随分と昔の話になりますが、私が司法試験の受験を決意して法律の勉強を始めたころの民法の第1編(総則)・第2編(物権)・第3編(債権)は、片仮名・文語体で表記されていました。例えば、民法第1条第1項は「私権ハ公共ノ福祉ニ遵フ」、同条第2項は「権利ノ行使及ヒ義務ノ履行ハ信義ニ従ヒ誠実ニ之ヲ為スコトヲ要ス」といった具合です。初めて六法全書を開いたときに目に飛び込んできたこのような難解な条文の表記方法に面食らったのをよく覚えています。戦後、新たに制定する法律はすべて平仮名・口語体で表記されるようになりましたが、明治29年に制定された民法の第1編から第3編については平成17年まで片仮名・文語体の表記が維持されていました。今は、民法の第1編から第3編も現代語化されており、民法第1条第1項は「私権は、公共の福祉に適合しなければならない。」、同条第2項は「権利の行使及び義務の履行は、信義に従い誠実に行わなければならない。」と規定されています。

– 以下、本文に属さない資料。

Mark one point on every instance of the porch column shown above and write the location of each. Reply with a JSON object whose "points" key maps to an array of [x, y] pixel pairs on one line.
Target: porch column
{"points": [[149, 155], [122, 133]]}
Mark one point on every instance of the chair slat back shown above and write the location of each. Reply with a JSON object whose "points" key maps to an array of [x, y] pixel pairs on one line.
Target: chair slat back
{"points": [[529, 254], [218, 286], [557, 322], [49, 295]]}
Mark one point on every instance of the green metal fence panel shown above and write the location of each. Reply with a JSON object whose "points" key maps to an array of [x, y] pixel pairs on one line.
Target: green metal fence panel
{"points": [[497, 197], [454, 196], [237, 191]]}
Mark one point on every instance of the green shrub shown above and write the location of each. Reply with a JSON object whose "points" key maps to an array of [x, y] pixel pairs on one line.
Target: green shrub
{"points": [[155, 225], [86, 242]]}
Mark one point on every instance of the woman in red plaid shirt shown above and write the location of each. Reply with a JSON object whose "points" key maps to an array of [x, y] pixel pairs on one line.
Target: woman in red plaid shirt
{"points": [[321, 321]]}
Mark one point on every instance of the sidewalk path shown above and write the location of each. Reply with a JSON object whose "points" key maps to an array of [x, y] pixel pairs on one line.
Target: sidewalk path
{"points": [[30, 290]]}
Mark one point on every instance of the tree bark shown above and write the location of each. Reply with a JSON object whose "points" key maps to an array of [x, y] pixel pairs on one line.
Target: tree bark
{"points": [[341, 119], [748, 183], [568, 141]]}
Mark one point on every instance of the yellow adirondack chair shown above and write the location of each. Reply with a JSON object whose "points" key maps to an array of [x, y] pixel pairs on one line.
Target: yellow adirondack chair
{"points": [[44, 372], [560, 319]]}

今回の民法の債権関係の規定の改正項目は200程度あり、非常に広範なものになっています。弁護士が仕事をしていくために民法の理解は必須であり、私も時間を見つけて改正民法の勉強をしているところです。司法試験の勉強をしていたころは毎日のように民法の基本書を読み込んでいたものですが、弁護士として仕事をするようになってからは、依頼を受けた案件を解決するために必要な限度で民法の条文や関係する文献を検討することはあったものの、民法について網羅的・体系的に勉強することはありませんでした。今、個別の案件から離れて改正民法の勉強をしていると、法律家になることを夢見てあの難解な片仮名・文語体の民法と日々格闘していた若かりし頃の自分を思い出し、少しセンチな気持ちになったりしています。